Camella Teoli’s life changed forever in a split second. It happened late in the afternoon on a July day in 1909. The 12-year-old factory worker had been on her feet for hours changing spools of thread on mechanical looms that spun wool into fabric.
All day, she’d had to keep her long hair pinned up around the machinery’s whirring belts, gears, and rollers. Finally, tired and uncomfortable, Camella let her hair down. She turned—and suddenly, a spinning roller yanked the end of her brown locks. Before she could even cry out, her hair was sucked into the enormous loom.
Like many of the other mill workers at the Washington Mill in Lawrence, Massachusetts, Camella had risen before dawn to get to work by 6 a.m. Hour after hour, the noise of the factory machinery had assaulted her ears. The air in the building was thick with fibers from the fabric being spun there—and she would draw them in with each breath, irritating her lungs.

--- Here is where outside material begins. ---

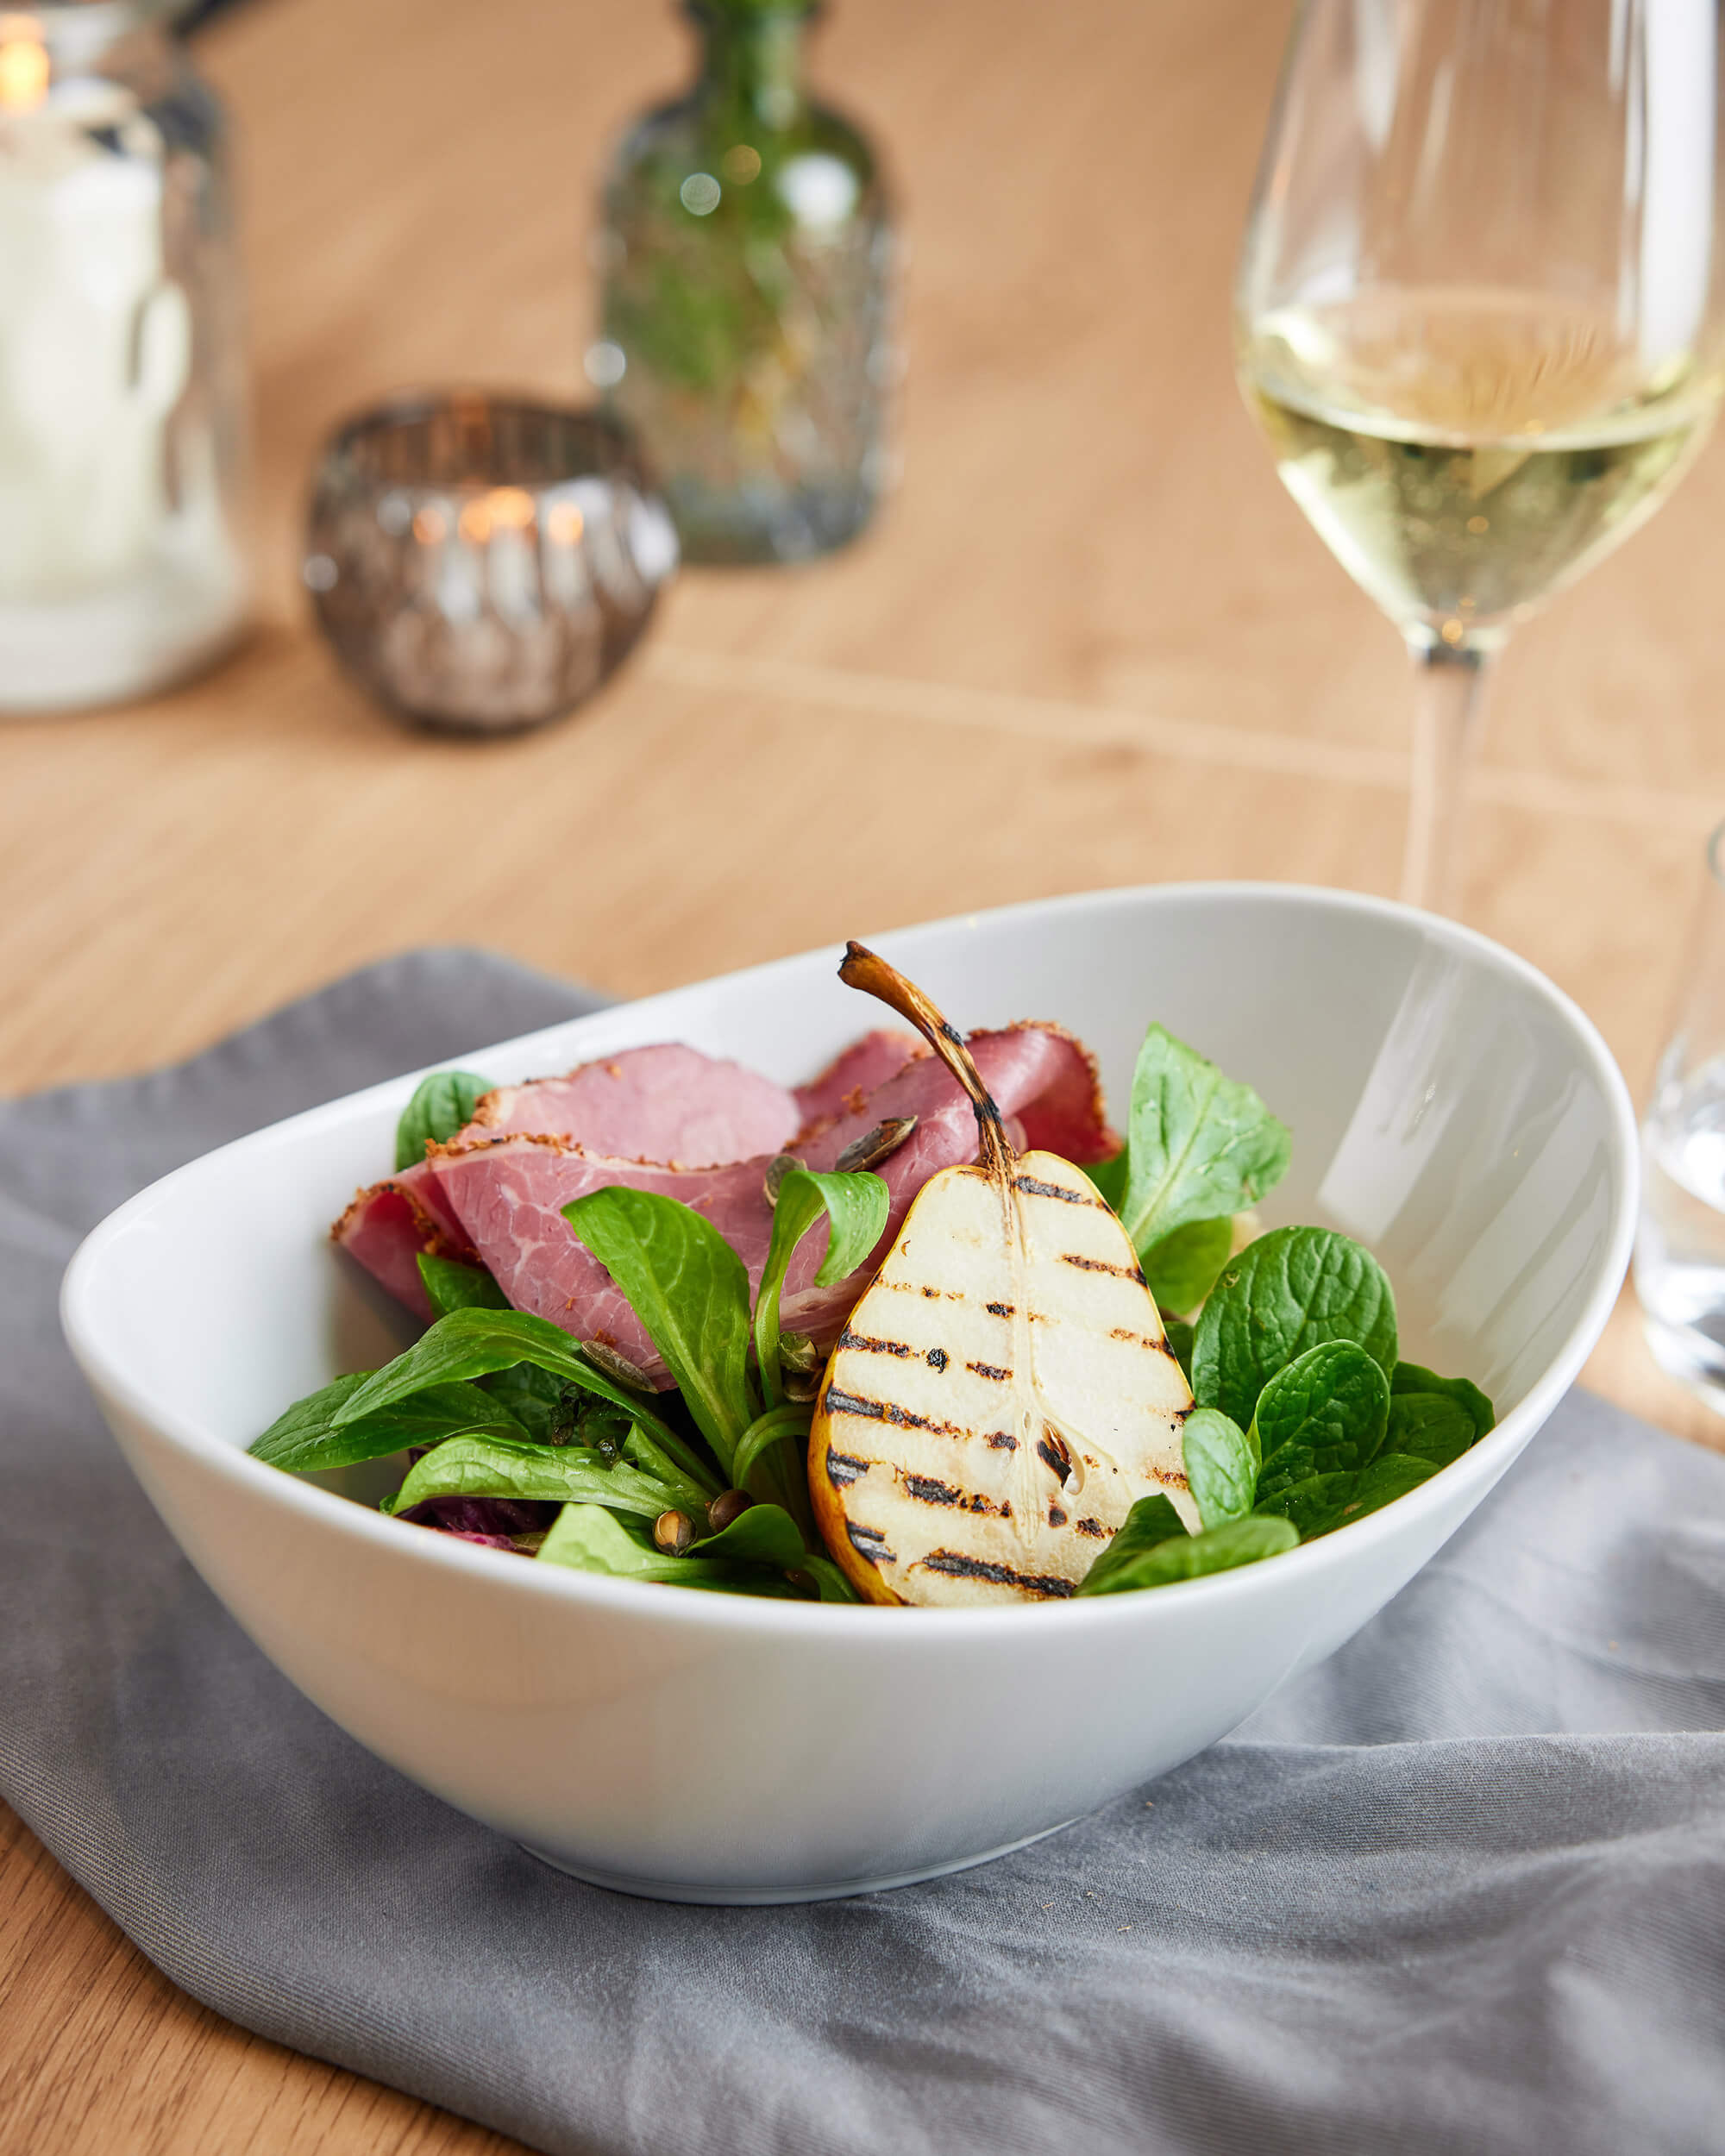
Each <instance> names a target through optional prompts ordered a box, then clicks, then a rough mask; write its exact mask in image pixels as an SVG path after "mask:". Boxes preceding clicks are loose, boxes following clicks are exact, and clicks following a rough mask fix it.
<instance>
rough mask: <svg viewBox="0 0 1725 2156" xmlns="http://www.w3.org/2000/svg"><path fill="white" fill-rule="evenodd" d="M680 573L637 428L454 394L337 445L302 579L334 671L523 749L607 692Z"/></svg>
mask: <svg viewBox="0 0 1725 2156" xmlns="http://www.w3.org/2000/svg"><path fill="white" fill-rule="evenodd" d="M675 567H677V533H675V526H673V522H671V515H668V511H666V507H664V502H662V498H660V496H658V492H656V487H653V481H651V479H649V474H647V468H645V464H643V459H640V453H638V448H636V444H634V438H632V436H630V431H627V427H623V425H621V423H619V420H617V418H610V416H606V414H602V412H582V410H563V407H554V405H537V403H526V401H522V399H515V397H489V395H485V392H481V390H455V392H448V395H442V397H399V399H392V401H390V403H386V405H379V407H377V410H373V412H362V414H358V416H356V418H351V420H347V423H345V425H343V427H341V429H339V431H336V433H334V436H332V438H330V442H328V446H326V451H323V457H321V464H319V470H317V479H315V489H313V505H310V522H308V533H306V556H304V565H302V576H304V582H306V589H308V591H310V593H313V599H315V606H317V621H319V627H321V630H323V634H326V636H328V638H330V642H332V645H334V651H336V658H339V660H341V664H343V666H345V668H347V673H351V675H354V679H358V681H360V686H362V688H367V690H369V692H371V694H373V696H377V699H379V701H382V703H386V705H388V707H390V709H392V711H399V714H403V716H405V718H412V720H418V722H420V724H427V727H438V729H444V731H453V733H513V731H520V729H524V727H541V724H546V720H552V718H561V716H563V714H565V711H571V709H574V707H576V705H578V703H582V699H586V696H591V694H593V690H595V688H599V683H602V681H606V679H608V675H610V673H612V671H615V668H617V666H619V664H621V660H623V658H625V655H627V651H630V649H632V647H634V645H636V640H638V636H640V632H643V630H645V627H647V619H649V617H651V612H653V604H656V599H658V593H660V586H662V584H664V582H666V578H668V576H671V573H673V569H675Z"/></svg>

The work was exhausting and tedious. Sometimes Camella’s thoughts would drift longingly to her time in school. Earlier that year, she’d had to drop out of sixth grade so she could work. Her family was poor and depended on her small wages to survive. But Camella couldn’t daydream for more than a moment or two; she had to keep up with the machines, which never stopped. If she didn’t, she would be fired. Worse, the looms had no protective guardrails. Making a mistake around them could be dangerous.